Daniel Radcliffe ist der Chev Chelios der Millennial-Generation in Guns Akimbo, auch wenn der frühere Star aus Harry Potter in seinem neuen Film leider keinen Sex auf einer gut besuchten Pferderennbahn hat. In die Fußstapfen von Jason Statham aus Crank tritt ein Geek im Bademantel, der in seiner Freizeit wütende Kommentare schreibt und in guten Nächten höchstens seinen Controller stimuliert.

Bis er mit einem schmerzhaften Körper-Upgrade erwacht: Daniel Radcliffes Held werden in Guns Akimbo nämlich Waffen an die Hände genagelt. Fortan kann er kaum allein aufs Klo gehen, aber dafür in Sekundenschnelle eine seiner 100 Kugeln abschießen.

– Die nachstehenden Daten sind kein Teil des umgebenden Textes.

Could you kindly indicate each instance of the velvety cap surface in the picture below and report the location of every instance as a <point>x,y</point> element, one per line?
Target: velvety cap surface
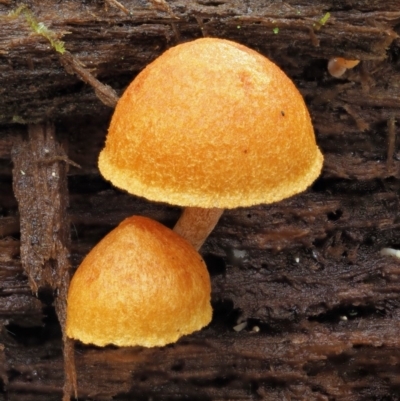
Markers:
<point>141,285</point>
<point>211,123</point>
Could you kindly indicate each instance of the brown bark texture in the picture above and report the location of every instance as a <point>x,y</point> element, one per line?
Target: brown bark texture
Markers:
<point>315,305</point>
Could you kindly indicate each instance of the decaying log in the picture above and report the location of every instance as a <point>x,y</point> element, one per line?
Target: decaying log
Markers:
<point>317,305</point>
<point>40,186</point>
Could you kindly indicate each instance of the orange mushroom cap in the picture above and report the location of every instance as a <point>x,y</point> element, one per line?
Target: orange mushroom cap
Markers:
<point>142,284</point>
<point>211,123</point>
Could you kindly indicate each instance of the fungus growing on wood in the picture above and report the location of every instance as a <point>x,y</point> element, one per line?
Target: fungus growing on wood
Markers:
<point>211,124</point>
<point>337,66</point>
<point>142,284</point>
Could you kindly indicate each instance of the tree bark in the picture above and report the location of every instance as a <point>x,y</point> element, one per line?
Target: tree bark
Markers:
<point>318,303</point>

Mit Samara Weaving als rücksichtslose Killerin auf seinen Fersen beginnt eine blutige Online-Menschenjagd. Was deutlich düsterer klingt, als es ist. Guns Akimbo zwingt einem den Spaß nämlich mit der filmischen Waffe gegen die Schläfe auf. Dabei ist nichts im Film so lustig wie das Meme, das er vor einem Jahr produziert hat.

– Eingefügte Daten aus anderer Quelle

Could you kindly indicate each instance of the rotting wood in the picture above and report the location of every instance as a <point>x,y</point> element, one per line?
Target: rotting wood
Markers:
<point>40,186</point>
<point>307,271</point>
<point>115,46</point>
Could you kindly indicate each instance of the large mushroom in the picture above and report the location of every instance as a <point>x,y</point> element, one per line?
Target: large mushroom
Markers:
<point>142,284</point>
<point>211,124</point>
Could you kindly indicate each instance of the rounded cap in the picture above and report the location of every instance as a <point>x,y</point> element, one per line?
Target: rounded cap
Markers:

Harry Potter-Star Daniel Radcliffe wird wegen Guns Akimbo zum Meme

Im Mai 2018 schenkte uns das zauberhafte Filmgeschäft Bilder Radcliffe in Unterwäsche und Bademantel mitten auf einer neuseeländischen Straße. Darauf wedelt er mit zwei Waffen. Nicht zu vergessen: die plüschigen Tigertatzen-Hausschuhe an seinen Füßen. Erwartungsgemäß sah Radcliffe weniger wie ein cooler Actionheld aus, sondern eher wie Harry Potter, der keine Ahnung hat, wie man den Feuerblitz 3000 anlässt.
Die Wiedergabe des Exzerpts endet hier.